The brainsparkers are failing me. I find myself shuffling through the cards multiple times a day looking for something to actually spark an idea and they just irritate me and make me want to write about other stuff. Which is awesome because it means that I have ideas again! Whoohoo,, it worked!!mh1

The other day I touched on a concept that I’ve been thinking about a lot: MENTAL HYGIENE. I was watching a lecture by renowned psychology prof Jordan Peterson on the topic of dealing with depression and suicide, where he spoke at length about mental hygiene. It has occupied a lot of my brain space lately, not because I’m depressed or suicidal (although I have dragged through some pretty dark periods of clinical depression in the past) but because as a personal trainer/coach I believe it’s part of my role to be able to coach my clients through some of life’s difficult passages if the need arises. People are dealing with more chronic stress and feelings of disconnectedness than ever before and exercise is (rightfully) one of the first places people tend to turn to as treatment for depression. Fitness professionals need to maintain a skill set that includes knowing how to coach, when to coach, and, most importantly, when NOT to coach and refer out instead.

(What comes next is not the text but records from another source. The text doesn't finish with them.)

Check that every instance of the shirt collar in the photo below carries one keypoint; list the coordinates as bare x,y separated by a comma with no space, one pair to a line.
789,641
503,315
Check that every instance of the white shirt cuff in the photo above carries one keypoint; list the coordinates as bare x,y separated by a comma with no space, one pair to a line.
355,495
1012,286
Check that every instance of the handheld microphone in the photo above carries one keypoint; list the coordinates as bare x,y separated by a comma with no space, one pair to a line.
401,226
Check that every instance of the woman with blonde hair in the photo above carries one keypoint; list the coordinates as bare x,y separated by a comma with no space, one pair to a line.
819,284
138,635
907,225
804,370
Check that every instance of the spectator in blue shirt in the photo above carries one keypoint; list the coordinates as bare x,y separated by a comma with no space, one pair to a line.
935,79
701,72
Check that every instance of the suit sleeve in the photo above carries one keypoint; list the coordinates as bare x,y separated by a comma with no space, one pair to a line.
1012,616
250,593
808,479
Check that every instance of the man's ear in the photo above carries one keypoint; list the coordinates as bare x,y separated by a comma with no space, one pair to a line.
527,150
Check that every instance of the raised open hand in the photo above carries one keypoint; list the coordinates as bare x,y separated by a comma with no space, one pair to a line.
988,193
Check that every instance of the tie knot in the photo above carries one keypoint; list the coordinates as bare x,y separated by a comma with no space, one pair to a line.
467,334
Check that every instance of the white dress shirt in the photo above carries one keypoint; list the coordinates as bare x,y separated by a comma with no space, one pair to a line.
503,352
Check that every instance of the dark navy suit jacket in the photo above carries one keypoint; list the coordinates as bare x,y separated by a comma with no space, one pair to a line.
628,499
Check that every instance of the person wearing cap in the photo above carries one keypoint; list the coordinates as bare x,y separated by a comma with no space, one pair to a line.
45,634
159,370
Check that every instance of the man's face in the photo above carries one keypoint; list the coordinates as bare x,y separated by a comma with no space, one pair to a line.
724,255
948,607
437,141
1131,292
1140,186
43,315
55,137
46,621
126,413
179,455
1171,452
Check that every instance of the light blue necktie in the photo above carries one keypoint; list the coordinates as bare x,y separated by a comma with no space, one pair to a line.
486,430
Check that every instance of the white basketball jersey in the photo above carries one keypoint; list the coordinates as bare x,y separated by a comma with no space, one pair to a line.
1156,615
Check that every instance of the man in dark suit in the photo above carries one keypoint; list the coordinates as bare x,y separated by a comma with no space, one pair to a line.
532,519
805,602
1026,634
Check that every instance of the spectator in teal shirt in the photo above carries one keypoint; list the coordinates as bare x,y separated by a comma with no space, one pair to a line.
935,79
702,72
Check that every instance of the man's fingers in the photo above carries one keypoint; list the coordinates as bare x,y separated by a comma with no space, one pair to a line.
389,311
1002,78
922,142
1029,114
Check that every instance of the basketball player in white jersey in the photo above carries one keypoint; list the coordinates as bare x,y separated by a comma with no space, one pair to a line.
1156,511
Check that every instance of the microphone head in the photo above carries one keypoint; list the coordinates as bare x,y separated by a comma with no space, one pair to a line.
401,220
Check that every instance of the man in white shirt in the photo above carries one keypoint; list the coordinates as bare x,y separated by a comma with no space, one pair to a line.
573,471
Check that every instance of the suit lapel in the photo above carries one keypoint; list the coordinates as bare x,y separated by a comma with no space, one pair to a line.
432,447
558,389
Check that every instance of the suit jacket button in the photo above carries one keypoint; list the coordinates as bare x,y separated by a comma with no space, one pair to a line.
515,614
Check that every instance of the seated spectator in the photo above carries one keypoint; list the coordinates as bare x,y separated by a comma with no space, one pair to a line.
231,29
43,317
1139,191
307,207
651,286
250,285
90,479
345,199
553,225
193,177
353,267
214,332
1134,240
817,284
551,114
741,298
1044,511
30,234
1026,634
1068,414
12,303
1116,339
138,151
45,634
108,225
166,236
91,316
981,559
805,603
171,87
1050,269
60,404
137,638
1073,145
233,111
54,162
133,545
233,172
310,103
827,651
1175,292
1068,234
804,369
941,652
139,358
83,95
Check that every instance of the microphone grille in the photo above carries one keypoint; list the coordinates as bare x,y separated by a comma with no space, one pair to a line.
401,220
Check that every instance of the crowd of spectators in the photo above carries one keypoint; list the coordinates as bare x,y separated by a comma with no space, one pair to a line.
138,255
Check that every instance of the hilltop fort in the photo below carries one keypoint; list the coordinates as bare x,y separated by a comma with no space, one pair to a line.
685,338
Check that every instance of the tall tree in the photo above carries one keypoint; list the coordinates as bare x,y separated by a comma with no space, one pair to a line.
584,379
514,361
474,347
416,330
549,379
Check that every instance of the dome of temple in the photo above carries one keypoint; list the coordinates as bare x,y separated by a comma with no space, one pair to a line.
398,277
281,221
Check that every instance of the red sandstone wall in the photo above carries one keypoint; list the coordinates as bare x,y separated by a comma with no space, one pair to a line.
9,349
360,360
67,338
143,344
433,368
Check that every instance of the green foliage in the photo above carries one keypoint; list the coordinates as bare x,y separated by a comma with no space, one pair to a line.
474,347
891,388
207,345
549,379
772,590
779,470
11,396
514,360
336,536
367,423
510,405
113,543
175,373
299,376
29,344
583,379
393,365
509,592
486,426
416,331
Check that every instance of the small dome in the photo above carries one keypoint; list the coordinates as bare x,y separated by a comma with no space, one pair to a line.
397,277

Anyway. Maintaining good mental hygiene is the first defense against depression and it’s fairly straightforward: we have an idea of what *should* happen from day to day. If we do A, then B and C and D will happen. But, life is some messy shit sometimes and doesn’t turn out as planned…and when that happens someone with good mental hygiene deals with ONLY what is in front of them in a constructive way, where someone with bad mental hygiene might jump right over the isolated unexpected negative experience and go straight to general self-bashing.  My crap workout from the other day and ensuing hormone-induced mental spiralling is a perfect example of bad mental hygiene. To recap, I missed a couple of lifts that by all accounts I should have made (and probably would have made on another day) and instead of thinking “ok, no big deal – I missed those lifts because of solid reasons X, Y, and Z that are within my control” I went straight to “I’ll never get better at weightlifting and I’ll look like an ass in competition and I don’t deserve to be taking up space in the gym.”

mh2

So how do you get better at keeping good mental hygiene? Well, the same way you get better at anything:

PRACTICE.

You practice letting in the minimum amount of negative feedback when something crappy or unexpected happens. For example, (and this is one I see all the freaking time) someone who’s trying to lose weight will eat well and do everything right for a whole week, but when they get on the scale on Monday morning, their weight will have stayed the same or maybe even have gone up. SO frustrating, because after working away at it for seven goddamn days you expect to see some progress on the scale. You deserve to be rewarded with some weight loss after all that work! How to deal with this? Well, if your mental hygiene is good, and you know you’ve done everything right but weight loss can be a nebulous thing which depends on a million tiny variables, you accept that you just need to keep doing what you’re doing. You might flip off the scale on your way out of the bathroom but you know that next week your effort will pay off. Negative feedback minimized: check.mh4

Now if your mental hygiene is somewhat lacking (and this happens more often with weight loss than just about anything else) you might look at the lack of results on the scale and go straight to “I suck. I’m going to be fat forever so there’s no point in trying. Fuck it all.” and then dive headfirst into a pint of Ben and Jerry’s. If things are really awry you might go as far as “I don’t deserve love or understanding.” which is just up the street from self-harm and suicidal thoughts. Now you’ve opened the door for all the demons and snakes and nastiness to come swirling in like a snowstorm.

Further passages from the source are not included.